Pour une évaluation approfondie de cette performance, on utile l'outil du Taux de Rendement Synthétique, également connu sous l'acronyme TRS.

Cet article examine d'abord la définition et le calcul du TRS.

Ensuite, il explore comment le TRS contribue à l'amélioration continue des équipements de production. 
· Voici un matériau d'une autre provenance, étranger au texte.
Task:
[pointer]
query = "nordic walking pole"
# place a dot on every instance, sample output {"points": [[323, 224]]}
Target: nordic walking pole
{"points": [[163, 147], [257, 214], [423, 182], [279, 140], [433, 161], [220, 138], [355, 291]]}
Enfin, il remet en question l'utilisation traditionnelle du TRS dans l'industrie.

Définition TRS

Intéressons-nous tout d'abord à ce que représente le TRS dans le cadre de la démarche lean et à la façon dont il est calculé.

Le TRS est un ratio qui s'exprime sous forme de pourcentage, compris entre 0 et 100 %.

A noter que, selon les valeurs de référence prises en compte pour le maximum théorique, il pourrait dans certains cas être possible de dépasser les 100 %. 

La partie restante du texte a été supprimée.